Carbon dioxide (CO₂) levels in rooms are recognised as a key indicator of the general indoor air quality of a building. For a medium quality of indoor air, CIBSE recommends a CO₂ concentration of no more than 900 ppm to control human odours and maintain comfort.

However, CO₂ levels in school classrooms in a number of UK schools have been found to be above 4,000 ppm with ventilation rates of less than 0.5 l/s per person in some classrooms.

This is important because higher levels of CO₂ reduce the attention span of students so they are more likely to lose concentration and this may affect their ability to learn.

The problem has been exacerbated as building air-tightness standards have improved and infiltration ventilation rates in both new and refurbished educational buildings have reduced. In many ways, this is a good thing - after all, reducing energy consumption is a major part of sustainable building design.

However, it has also led to a rise in CO₂ levels in occupied areas such as classrooms.

Effective ventilation

This, in turn, has increased the need for effective ventilation. Indeed, monitoring internal CO₂ levels and adjusting heating and air conditioning ventilation rates depending on the occupancy level is a tried-and-tested method of minimising a building's energy use.

A key reference for this area is DfES Building Bulletin 101 - Ventilation of School Buildings.

It states that the ventilation should be provided to limit the concentration of carbon dioxide in all teaching and learning spaces so that when it is measured at seated head height, during the continuous period between the start and finish of teaching on any day, the average concentration of CO₂ should not exceed 1,500 ppm.

This requires that at any occupied time, including when teaching, the occupants should have the ability to lower the CO₂ concentration to 1,000 ppm (by extra ventilation). CIBSE TM40 also recommends a limiting value of around 1,000 ppm.

Installed systems based on ventilation standards such as CIBSE Guides A and B provide rates of ventilation assuming continuous occupancy.
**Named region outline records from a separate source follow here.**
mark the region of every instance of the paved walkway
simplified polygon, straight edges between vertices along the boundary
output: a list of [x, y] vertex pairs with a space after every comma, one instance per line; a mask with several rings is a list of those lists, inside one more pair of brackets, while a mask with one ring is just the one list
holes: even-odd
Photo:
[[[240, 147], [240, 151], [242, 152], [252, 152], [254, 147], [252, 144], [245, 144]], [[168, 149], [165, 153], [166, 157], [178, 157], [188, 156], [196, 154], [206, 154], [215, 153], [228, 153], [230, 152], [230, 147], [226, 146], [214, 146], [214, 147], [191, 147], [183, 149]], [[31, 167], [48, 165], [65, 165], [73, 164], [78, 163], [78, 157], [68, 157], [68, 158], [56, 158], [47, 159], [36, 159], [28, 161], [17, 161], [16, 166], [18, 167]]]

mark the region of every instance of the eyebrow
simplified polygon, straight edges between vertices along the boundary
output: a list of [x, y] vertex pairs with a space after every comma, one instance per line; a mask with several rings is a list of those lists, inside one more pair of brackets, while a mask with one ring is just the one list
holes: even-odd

This can mean unnecessary energy consumption can occur, particularly in education buildings where the occupancy in classrooms will vary during the day.

The principal options are natural, mechanical or mixed mode ventilation. Whichever method is used, it is possible the metabolic thermal gains from high classroom occupancy will often compensate for any thermal losses in a modern building even during winter.

So the system must be flexible enough to benefit from the casual gains in winter, remove the heat load in summer and maintain an appropriate air quality.

Naturally-ventilated schools are reasonably common in the UK, but pressure on space and location frequently dictate some mechanical ventilation. The wide deployment of advanced building modelling tools has enabled designers to meet performance standards in the designs while appropriately exploring the use of an automatic natural ventilation system employing CO₂ sensing.

Mixed mode systems are frequently used to minimise the operational costs of the mechanical ventilation systems. Mixed mode ventilation uses natural airflow through the building whenever possible, but the classrooms where it is considered necessary can be fitted with additional mechanical systems to increase the ventilation rate when needed.

The ventilation rate in each room can be designed so that it depends on the occupancy level. During the day, the occupancy of classrooms is likely to vary. By incorporating CO₂ monitoring into the ventilation system design, the ventilation rate can also be varied to ensure the correct amount of air changes for the conditions.

This can be achieved by the carbon dioxide monitor controlling the operation of the fans to keep the CO₂ level in the classroom below the level of 1,500 ppm. Or it could simply be through the use of a traffic-light system which provides a visual indication of CO₂ levels so that staged ventilation can be manually switched.

Total cost and carbon

By analysing the likely scenarios in the occupied space, the systems can be evaluated for total cost and total carbon while still ensuring the final systems maintain acceptable air quality. Where demand-led ventilation systems are used, heat recovery within the mechanical extract system may cease to be cost effective. However, remember many indoor air pollutants are generated independently of occupancy (for example, VOCs from carpet off-gassing and stored materials and air from contaminated spaces).

Where pollutant sources are independent of occupancy, CO₂ may not be a useful means of evaluating indoor air quality.

In schools, higher ventilation rates will be required in food technology rooms as well as other technology rooms where pollutants are likely, such as from brazing hearths and woodworking machines, that are independent of the occupants.

Casual equipment use, such as Bunsen burners, can increase the carbon dioxide levels in the space since a Bunsen burner will produce about double the carbon dioxide produced by a student or teacher. Therefore, a higher ventilation rate may be necessary in science laboratories.

Indeed, it is now common practice to install gas pressure proving systems in school laboratories and these systems are now available with integrated carbon dioxide monitoring to control the ventilation rate.